Tres paradas más tarde el uniforme plisado desapareció abandonando una carcajada que se acomodó a lo largo del autobús y se quedó allí, coleteando como una culebrilla.
- Así que esto es el amor – se dijo melancólico.
Y es que estas horas no estaban hechas para el romanticismo.

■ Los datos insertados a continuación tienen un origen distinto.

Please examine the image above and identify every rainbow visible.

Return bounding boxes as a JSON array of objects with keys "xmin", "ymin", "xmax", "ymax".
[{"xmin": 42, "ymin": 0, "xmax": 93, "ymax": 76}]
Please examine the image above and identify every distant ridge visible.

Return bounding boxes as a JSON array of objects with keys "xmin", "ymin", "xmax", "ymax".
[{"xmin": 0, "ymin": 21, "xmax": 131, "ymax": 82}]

Dos calles más abajo, después de torcer una esquina y jugar a las olimpiadas con las correas de tres caniches – que a esas horas marcaban el territorio con poca convicción y mucho sueño -, llegó al vestíbulo de la correduría. Empapado, sí. Azorado, también. Y con cara de me he dormido, perdone, no ha sido a posta, no volverá a ocurrir, verá usted, es que he pasado una noche...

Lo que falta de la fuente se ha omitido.